3.5.1 Replacing a PMEM Device Due to Device Failure

If the PMEM device has a status of Failed, you should replace the PMEM device on the Oracle Exadata Storage Server.

A PMEM fault could cause server to reboot. The failed device should be replaced with a new PMEM device at the earliest opportunity. Until the PMEM device is replaced, the corresponding cache size is reduced. If the PMEM device is used for commit acceleration (XRMEMLOG or PMEMLOG), then the size of the corresponding commit accelerator is also reduced.

An alert is generated when a PMEM device failure is detected. The alert message includes the slot number and cell disk name. If you have configured the system for alert notification, then an alert is sent by e-mail message to the designated address.

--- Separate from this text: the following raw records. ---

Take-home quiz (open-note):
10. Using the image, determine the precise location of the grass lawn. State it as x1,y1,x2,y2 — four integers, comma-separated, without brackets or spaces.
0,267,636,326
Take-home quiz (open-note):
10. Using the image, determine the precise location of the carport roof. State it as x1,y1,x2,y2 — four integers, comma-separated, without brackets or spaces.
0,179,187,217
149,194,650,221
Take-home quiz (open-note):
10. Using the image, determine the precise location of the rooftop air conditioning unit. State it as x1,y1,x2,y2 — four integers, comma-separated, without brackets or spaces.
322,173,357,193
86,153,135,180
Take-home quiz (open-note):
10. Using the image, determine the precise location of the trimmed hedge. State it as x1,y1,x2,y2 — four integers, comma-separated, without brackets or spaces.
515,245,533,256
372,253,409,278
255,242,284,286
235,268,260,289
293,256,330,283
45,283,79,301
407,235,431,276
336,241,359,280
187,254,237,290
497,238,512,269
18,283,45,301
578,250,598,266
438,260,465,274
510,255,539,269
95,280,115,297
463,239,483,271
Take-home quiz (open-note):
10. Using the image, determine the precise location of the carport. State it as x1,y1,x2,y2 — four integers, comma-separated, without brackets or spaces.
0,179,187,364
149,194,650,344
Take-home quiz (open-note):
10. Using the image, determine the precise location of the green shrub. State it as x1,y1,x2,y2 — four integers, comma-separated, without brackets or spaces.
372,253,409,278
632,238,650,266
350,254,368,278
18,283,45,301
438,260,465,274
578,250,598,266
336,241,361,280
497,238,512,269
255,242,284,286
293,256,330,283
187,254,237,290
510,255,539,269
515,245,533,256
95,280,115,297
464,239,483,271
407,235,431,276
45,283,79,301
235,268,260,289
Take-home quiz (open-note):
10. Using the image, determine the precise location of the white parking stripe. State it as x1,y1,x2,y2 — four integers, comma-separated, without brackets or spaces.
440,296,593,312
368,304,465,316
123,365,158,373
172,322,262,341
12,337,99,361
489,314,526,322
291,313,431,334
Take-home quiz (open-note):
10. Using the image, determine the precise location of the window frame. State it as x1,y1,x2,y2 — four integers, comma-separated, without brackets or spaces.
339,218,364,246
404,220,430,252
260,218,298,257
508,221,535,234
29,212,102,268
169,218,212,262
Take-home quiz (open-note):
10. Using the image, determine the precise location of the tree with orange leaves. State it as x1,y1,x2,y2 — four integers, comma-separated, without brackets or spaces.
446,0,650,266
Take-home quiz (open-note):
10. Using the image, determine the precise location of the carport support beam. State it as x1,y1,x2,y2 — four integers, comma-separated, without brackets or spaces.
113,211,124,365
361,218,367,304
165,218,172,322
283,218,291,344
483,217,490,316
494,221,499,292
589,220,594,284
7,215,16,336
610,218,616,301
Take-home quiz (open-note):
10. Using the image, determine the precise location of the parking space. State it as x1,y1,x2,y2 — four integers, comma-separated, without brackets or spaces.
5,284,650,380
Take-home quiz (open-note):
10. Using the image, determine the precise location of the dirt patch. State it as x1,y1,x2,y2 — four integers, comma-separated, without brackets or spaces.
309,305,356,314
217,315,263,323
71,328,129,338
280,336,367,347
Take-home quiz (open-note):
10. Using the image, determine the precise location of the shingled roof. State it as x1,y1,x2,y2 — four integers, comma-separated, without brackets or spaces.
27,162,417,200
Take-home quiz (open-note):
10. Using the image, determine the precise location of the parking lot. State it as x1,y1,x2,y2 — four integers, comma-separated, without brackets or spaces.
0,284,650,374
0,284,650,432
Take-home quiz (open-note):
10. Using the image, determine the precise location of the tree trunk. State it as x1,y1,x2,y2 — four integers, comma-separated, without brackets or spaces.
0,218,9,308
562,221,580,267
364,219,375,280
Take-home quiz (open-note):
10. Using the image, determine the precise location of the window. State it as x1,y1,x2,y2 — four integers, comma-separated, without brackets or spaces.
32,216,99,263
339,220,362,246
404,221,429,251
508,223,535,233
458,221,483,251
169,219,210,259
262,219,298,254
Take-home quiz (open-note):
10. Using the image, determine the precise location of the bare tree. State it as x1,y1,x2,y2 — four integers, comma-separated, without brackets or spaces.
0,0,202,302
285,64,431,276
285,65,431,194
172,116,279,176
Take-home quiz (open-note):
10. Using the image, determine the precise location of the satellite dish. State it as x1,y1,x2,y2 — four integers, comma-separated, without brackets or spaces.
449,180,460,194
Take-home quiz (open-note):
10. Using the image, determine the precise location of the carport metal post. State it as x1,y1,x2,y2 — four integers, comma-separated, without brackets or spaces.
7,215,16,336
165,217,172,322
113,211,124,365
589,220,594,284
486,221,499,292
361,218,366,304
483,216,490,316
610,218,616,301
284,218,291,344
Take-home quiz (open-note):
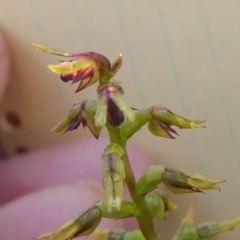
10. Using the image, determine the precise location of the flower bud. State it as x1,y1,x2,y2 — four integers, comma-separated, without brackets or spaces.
95,82,135,127
51,101,101,138
148,106,204,138
37,206,102,240
123,230,146,240
90,228,126,240
197,217,240,239
152,106,204,128
136,165,165,195
148,119,177,138
146,192,178,219
102,143,125,213
34,44,111,92
120,109,152,140
94,199,138,219
162,168,224,194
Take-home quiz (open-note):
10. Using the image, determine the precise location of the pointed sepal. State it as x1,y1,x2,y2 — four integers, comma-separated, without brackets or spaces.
37,206,102,240
162,168,225,194
136,165,165,195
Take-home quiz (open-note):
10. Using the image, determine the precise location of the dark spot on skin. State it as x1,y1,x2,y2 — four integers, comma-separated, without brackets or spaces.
15,146,30,154
5,111,21,128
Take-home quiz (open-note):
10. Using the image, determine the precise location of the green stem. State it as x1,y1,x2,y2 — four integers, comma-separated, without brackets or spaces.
106,124,158,240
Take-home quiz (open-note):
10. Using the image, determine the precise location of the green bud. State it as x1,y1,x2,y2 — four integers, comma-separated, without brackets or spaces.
151,106,204,128
197,217,240,239
162,168,224,194
102,143,125,212
90,228,126,240
146,192,178,219
51,101,101,138
123,230,146,240
94,96,108,127
37,206,102,240
120,109,152,140
109,54,122,78
172,209,201,240
136,165,165,195
148,119,177,138
94,199,138,219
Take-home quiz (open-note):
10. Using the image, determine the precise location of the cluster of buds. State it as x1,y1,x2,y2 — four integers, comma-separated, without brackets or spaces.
34,44,240,240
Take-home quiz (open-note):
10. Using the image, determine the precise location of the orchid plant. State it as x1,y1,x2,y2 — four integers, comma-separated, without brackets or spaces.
34,44,240,240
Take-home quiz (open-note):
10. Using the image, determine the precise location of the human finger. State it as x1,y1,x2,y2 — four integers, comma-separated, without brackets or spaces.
0,138,151,203
0,181,122,240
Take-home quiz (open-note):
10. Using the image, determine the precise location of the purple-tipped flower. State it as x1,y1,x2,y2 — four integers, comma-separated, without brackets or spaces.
34,44,113,92
148,106,204,138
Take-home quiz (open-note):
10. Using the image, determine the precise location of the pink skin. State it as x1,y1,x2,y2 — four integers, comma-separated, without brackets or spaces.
0,33,150,240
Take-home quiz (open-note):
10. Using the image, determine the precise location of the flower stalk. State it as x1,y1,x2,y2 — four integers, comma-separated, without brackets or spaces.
34,44,240,240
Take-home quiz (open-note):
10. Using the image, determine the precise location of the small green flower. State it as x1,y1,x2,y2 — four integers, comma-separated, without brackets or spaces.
52,101,101,139
148,106,204,138
95,82,135,127
162,168,225,194
146,191,178,219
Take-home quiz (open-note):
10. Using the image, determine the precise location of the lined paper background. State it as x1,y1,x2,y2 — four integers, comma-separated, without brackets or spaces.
0,0,240,239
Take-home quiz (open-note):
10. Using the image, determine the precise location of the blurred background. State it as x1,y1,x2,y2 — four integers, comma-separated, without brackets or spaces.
0,0,240,240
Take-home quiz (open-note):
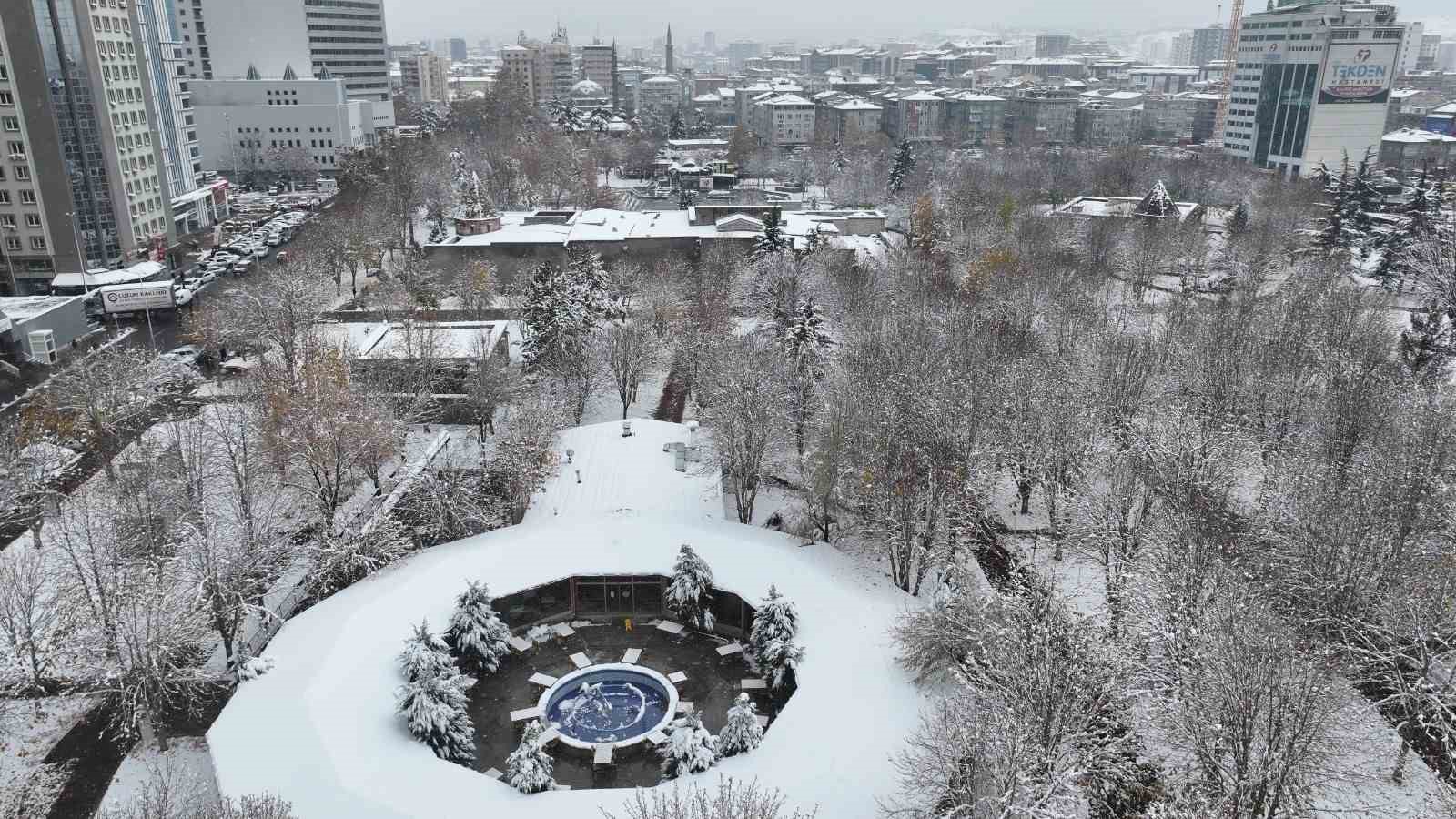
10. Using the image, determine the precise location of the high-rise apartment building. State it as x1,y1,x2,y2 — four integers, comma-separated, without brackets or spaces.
175,0,395,128
0,0,175,293
399,51,450,105
1223,0,1407,177
1187,24,1228,66
133,0,202,197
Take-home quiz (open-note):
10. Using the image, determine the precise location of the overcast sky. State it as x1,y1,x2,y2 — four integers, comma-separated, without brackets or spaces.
384,0,1456,46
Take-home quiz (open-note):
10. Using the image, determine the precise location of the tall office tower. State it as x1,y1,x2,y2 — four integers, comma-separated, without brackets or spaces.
1223,0,1405,177
0,0,175,293
581,42,616,92
133,0,202,197
175,0,395,128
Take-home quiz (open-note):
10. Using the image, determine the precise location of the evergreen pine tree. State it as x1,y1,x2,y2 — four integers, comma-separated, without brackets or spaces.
747,586,804,688
505,720,556,793
718,693,763,756
399,666,475,766
667,543,713,631
444,580,511,674
890,138,915,194
1400,301,1453,382
399,621,454,682
753,207,788,261
661,713,718,780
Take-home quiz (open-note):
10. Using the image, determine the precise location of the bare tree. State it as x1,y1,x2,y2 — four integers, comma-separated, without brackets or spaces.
697,335,789,523
0,543,71,691
602,319,658,419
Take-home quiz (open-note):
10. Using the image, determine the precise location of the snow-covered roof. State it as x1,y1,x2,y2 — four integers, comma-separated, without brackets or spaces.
1380,128,1456,145
207,420,925,819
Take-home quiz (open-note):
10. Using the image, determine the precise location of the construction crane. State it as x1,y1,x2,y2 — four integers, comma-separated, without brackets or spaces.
1208,0,1243,147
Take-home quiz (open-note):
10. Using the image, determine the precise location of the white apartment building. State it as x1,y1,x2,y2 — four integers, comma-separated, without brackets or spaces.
173,0,395,130
750,93,814,147
0,0,175,294
1223,0,1407,177
192,78,377,182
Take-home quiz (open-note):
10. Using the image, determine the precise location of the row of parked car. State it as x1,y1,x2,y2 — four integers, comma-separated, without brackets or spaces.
172,210,315,308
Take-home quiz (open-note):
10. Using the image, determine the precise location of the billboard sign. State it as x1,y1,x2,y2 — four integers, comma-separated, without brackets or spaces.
1320,41,1400,105
100,281,177,313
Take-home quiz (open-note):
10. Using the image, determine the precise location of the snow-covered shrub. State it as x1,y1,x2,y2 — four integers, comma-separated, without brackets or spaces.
667,543,713,631
602,777,815,819
399,621,454,682
238,657,275,682
660,714,718,780
505,720,556,793
399,664,475,766
718,693,763,756
747,586,804,688
444,580,511,674
308,521,415,601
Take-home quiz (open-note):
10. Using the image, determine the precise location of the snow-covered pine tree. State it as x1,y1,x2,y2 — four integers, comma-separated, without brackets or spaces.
505,720,556,793
784,298,834,360
399,621,454,682
753,207,788,261
718,693,763,756
444,580,511,674
890,140,915,194
661,713,718,780
399,666,475,766
667,543,713,631
747,586,804,688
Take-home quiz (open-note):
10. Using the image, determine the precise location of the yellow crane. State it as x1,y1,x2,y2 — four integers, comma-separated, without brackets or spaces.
1208,0,1243,147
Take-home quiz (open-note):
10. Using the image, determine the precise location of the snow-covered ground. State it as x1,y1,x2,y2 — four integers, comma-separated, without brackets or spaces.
208,422,923,819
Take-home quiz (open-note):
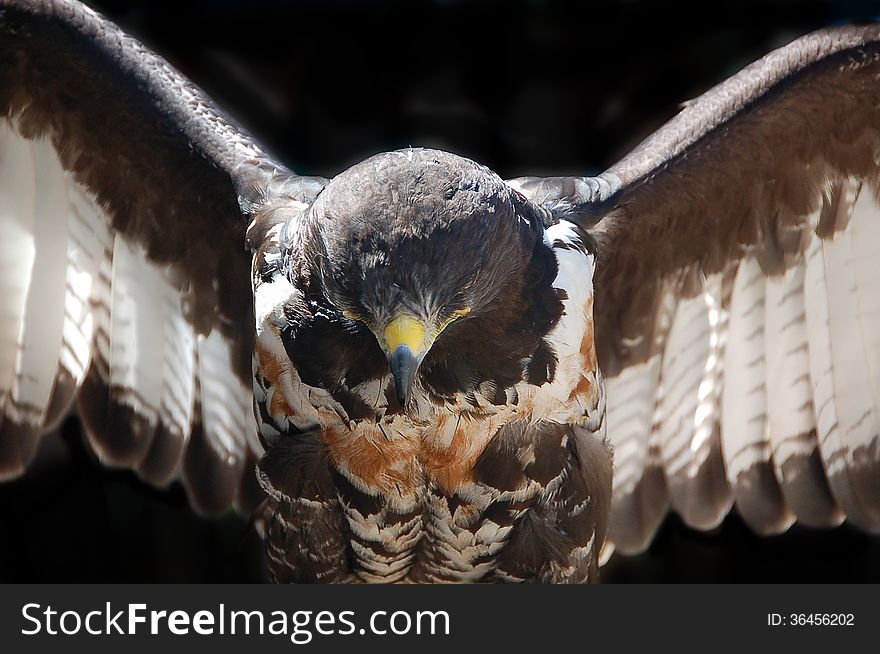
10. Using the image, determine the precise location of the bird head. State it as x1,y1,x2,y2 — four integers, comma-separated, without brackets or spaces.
288,149,559,416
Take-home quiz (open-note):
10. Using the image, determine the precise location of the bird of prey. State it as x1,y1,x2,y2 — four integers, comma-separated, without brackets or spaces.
0,0,880,582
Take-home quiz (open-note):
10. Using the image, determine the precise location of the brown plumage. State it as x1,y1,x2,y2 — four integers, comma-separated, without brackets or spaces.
0,0,880,582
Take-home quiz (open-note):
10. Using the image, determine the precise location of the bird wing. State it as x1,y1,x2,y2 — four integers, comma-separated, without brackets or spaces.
517,25,880,552
0,0,306,514
594,25,880,551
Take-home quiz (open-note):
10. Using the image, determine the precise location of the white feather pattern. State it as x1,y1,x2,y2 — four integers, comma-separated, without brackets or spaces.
765,251,843,526
197,330,255,466
721,257,794,534
44,184,113,431
0,120,260,511
0,120,36,440
823,182,880,520
658,275,730,529
6,140,68,434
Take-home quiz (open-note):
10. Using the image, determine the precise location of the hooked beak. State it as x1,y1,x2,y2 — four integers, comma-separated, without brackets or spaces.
384,315,431,408
388,345,421,407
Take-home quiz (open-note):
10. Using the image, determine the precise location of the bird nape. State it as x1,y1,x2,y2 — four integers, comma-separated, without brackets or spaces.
0,0,880,583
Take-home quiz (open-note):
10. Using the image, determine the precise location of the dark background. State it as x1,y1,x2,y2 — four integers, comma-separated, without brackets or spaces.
0,0,880,582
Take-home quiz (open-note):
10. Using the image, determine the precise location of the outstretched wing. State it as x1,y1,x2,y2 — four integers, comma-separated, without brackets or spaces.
526,26,880,552
0,0,296,513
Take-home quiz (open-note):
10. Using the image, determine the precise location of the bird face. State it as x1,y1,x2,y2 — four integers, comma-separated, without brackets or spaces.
288,150,559,410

To identify a failed PMEM device, you can also use the following command:

CellCLI> LIST PHYSICALDISK WHERE disktype=PMEM AND status=failed DETAIL

    name:                          PMEM_0_1
    diskType:                      PMEM
    luns:                          P0_D1
    makeModel:                     "Intel NMA1XBD128GQS"
    physicalFirmware:              1.02.00.5365
    physicalInsertTime:            2019-09-28T11:29:13-07:00
    physicalSerial:                8089-A2-1838-00001234
    physicalSize:                  126.375G
    slotNumber:                    "CPU: 0; DIMM: 1"
    status:                        failed

In the above output, the slotNumber shows the socket number and DIMM slot number.

  1. Locate the storage server that contains the failed PMEM device.
    A white Locator LED is lit to help locate the affected storage server. When you have located the server, you can use the Fault Remind button to locate the failed DIMM.

    Caution:

    Do not attempt to remove a faulty DCPMM DIMM when the Do Not Service LED indicator is illuminated.
  2. Power down the storage server with the failed PMEM device and unplug the power cable for the server.
  3. Replace the failed PMEM device.
  4. Restart the storage server.

    Note:

    During the restart, the storage server will shut down a second time to complete the initialization of the new PMEM device.

The new PMEM device is automatically used by the system. If the PMEM device is used for caching, then the effective cache size increases. If the PMEM device is used for commit acceleration, then commit acceleration is enabled on the device.